Will Heyward (born February 23, 1984) is an American former professional football defensive back. He had his best season with the Hamilton Tiger-Cats of the Canadian Football League (CFL). He was signed as a free-agent on May 19, 2010. He played college football at Texas State University–San Marcos and Arena Football League 2 prior to joining the Hamilton Tiger-Cats in May 2010.

==Career==

===High school===
Heyward was an All-District wide receiver his Sophomore, Junior and Senior year in high school. After his Junior and Senior year, he was placed on the All-Region team selection as wide receiver. After his Senior year, he earned a spot on the All-State team as a defensive back and specialist. He completed his high school career with 238 tackles, 12 interceptions, 1,080 receiving yards, 14 touchdowns, 5 kickoff return touchdowns and 4 punt return touchdowns Heyward also ran track in high school. He was an All-Region selection his junior and senior year and finished 1st place in District for the 100-meter dash with a time of 10:47 his senior year.

===College===
Heyward played football at Texas State University from 2001–2004 and earned All-Conference selections throughout his college career. His senior year, he finished top ten in the nation for kick off return yards, averaging 26.9 yards per return. Heyward was also an All-Conference selection in track and field from 2001-2005.

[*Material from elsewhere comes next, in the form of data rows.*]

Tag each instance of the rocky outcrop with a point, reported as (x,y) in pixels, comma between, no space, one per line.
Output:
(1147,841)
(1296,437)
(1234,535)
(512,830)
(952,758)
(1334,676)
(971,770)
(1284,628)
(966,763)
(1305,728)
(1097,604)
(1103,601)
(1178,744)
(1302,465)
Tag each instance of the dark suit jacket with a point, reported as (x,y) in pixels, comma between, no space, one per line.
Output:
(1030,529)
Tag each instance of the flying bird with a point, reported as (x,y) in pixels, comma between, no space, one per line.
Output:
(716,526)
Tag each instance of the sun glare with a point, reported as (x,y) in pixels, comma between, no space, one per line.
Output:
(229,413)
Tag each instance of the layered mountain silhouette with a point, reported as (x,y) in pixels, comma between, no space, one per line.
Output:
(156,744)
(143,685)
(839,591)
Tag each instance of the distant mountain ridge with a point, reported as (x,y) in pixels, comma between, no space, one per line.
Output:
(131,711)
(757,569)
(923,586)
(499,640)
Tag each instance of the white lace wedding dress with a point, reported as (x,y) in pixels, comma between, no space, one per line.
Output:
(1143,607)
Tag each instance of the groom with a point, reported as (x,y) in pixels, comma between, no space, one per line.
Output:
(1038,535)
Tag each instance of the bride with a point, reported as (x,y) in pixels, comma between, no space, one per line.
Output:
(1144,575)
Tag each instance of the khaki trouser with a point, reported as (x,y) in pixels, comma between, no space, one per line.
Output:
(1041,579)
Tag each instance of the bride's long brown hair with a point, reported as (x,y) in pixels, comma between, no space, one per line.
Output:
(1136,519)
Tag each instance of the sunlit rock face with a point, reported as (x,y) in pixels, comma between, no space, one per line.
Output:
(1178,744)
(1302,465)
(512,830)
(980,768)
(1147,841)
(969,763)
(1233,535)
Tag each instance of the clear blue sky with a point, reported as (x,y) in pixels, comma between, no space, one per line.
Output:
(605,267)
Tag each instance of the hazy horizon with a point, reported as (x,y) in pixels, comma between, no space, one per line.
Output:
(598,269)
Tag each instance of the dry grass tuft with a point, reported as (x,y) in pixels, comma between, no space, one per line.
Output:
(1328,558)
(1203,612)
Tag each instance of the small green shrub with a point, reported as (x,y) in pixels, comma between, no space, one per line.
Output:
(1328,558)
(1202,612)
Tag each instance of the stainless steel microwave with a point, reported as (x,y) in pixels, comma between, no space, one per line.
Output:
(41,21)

===Arena Football League 2===
In 2007, Heyward signed as a receiver and defensive back with the Corpus Christi Sharks of the Arena League Football 2. In his first year in the league, he recorded 77 tackles, 7 interceptions, 4 forced fumbles and ran two of the forced fumbled back for touchdowns. He completed the season as being Corpus Christi Sharks defensive player of the year.

===Canadian Football League===
On May 19, 2010, Heyward (who stands at 5'9 and weighs 190 lbs.) was signed as an import free-agent for the Hamilton Tiger-Cats. As injuries have played part in the season, Heyward has had the opportunity to gain starting position status.

Heyward signed with the Ottawa Redblacks before the 2014 season but was released in training camp, June 4, 2014.